SPPG & Koperasi: Dua Tangan Negara Jaga Makan Anak Sekolah

Fidela Almeira

Kadang negara tidak datang dalam bentuk yang megah. Tidak dalam rupa gedung kementerian atau iring-iringan kendaraan. Ia hadir dalam dua tangan yang sederhana tapi kuat: satu yang memasak, satu yang menanam. Di antara keduanya, ada anak sekolah yang sedang belajar, tumbuh, dan bermimpi.

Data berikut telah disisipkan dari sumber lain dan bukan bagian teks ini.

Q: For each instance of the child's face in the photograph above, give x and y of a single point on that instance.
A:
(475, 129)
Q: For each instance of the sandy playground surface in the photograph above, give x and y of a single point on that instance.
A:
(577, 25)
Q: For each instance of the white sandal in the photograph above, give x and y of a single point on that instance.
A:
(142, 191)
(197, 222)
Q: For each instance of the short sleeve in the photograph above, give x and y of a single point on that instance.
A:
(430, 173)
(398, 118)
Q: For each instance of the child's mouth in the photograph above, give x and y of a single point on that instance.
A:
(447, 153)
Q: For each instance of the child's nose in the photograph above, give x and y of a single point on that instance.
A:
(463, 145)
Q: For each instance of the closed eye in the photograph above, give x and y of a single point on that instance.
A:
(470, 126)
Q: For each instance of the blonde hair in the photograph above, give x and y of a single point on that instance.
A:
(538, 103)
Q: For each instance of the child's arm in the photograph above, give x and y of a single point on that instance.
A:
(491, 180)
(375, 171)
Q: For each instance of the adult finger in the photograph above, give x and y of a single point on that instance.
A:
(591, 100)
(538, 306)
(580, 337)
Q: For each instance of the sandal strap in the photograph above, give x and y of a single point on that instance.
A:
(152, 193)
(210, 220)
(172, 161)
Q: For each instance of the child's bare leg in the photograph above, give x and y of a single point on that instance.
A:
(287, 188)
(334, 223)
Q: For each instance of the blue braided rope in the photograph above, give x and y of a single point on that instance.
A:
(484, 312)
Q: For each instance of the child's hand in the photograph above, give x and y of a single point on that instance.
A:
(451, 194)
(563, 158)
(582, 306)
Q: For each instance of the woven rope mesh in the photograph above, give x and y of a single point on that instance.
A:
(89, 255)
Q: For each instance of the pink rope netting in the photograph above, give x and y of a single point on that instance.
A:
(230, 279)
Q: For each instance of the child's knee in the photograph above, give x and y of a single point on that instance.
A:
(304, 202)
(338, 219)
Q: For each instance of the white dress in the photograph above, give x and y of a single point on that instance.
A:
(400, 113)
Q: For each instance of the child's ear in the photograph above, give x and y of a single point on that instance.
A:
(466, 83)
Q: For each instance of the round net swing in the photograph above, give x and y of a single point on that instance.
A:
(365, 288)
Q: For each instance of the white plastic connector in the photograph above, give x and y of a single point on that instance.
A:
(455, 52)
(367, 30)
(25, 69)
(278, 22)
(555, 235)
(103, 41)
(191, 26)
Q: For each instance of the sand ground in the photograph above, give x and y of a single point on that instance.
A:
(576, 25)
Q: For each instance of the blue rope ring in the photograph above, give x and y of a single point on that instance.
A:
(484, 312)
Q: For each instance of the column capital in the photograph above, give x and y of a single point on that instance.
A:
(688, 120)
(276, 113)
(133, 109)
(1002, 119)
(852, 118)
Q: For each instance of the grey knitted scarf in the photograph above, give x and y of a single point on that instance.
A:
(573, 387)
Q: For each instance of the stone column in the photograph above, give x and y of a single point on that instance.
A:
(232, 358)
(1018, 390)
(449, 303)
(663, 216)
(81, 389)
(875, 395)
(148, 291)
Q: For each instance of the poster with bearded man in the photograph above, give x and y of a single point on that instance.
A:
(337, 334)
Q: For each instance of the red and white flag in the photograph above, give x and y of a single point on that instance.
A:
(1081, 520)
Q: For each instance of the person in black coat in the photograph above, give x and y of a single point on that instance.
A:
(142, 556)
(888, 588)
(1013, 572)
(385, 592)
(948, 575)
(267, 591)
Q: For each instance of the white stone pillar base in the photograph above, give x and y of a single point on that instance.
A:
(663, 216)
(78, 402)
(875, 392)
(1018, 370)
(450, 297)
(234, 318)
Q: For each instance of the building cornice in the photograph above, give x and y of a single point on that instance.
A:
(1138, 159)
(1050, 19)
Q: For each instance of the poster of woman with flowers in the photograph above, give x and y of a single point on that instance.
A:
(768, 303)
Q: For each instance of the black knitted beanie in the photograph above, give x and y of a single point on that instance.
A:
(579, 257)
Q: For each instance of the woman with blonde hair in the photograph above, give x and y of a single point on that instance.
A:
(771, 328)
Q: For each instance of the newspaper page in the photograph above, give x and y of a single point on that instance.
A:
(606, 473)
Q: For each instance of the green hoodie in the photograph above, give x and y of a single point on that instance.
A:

Di sanalah letak cerita tentang SPPG dan Koperasi Merah Putih—dua lembaga yang mungkin tak dikenal semua orang, tapi kini memegang peran besar dalam program Makan Bergizi Gratis (MBG).

SPPG, atau Satuan Pelayanan Pemenuhan Gizi, adalah pelaksana teknis dari program MBG. Mereka yang memastikan makanan sampai ke meja makan sekolah setiap hari. Tapi seperti dapur pada umumnya, mereka tidak bisa masak tanpa bahan. Dan di sinilah koperasi masuk sebagai tangan kedua negara: menyediakan telur, sayur, beras, daging, dari petani dan peternak lokal ke tangan juru masak SPPG.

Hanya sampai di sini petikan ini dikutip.